(Associated Press)
CANDICE CHOI August 12, 2019
NEW YORK — School lunch menus already have Meatless Mondays and Taco Tuesdays. Now some may get Trade Mitigation Thursdays.
This fall, some U.S. school cafeterias are expecting shipments of free food, one little known consequence of President Donald Trump’s trade disputes. The products are coming from the Department of Agriculture, which is giving away the $1.2 billion in foods it’s buying to help farmers hurt by trade negotiations.
A Maryland district is awaiting a truckload of canned kidney beans — one of several “trade mitigation” items schools were offered.
“We make our own chili soup, so we knew we had a use for that,” said Barbara Harral, a nutrition official for Montgomery County Public Schools.
All told, she said the district is getting $70,000 worth of free products for the fall, including apples and oranges.
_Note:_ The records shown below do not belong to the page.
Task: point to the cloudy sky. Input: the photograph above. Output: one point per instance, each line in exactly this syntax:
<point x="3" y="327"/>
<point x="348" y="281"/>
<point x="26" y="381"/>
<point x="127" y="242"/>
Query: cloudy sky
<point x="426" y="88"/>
Harral, who has been with the district for 22 years, doesn’t recall the USDA offering trade mitigation foods before.
The USDA has long purchased and distributed agricultural products to help farmers, who can face swings in supply and demand in any given year. But the agency is buying even more as a result of Trump’s trade fight, which prompted other countries to take retaliatory actions that curb imports of American farm products.
That’s resulting in an unusual bounty for the groups that get government foods, showing one way federal policies influence what people eat.
According to the USDA, most food purchased as part of trade-relief efforts is going to programs that help the needy. The Los Angeles Regional Food Bank, for instance, says it’s getting roughly twice as much government food as normal, including rarely donated items like pistachios. Though they may struggle to handle the sudden deluge, food banks say they’re generally happy for the bounty.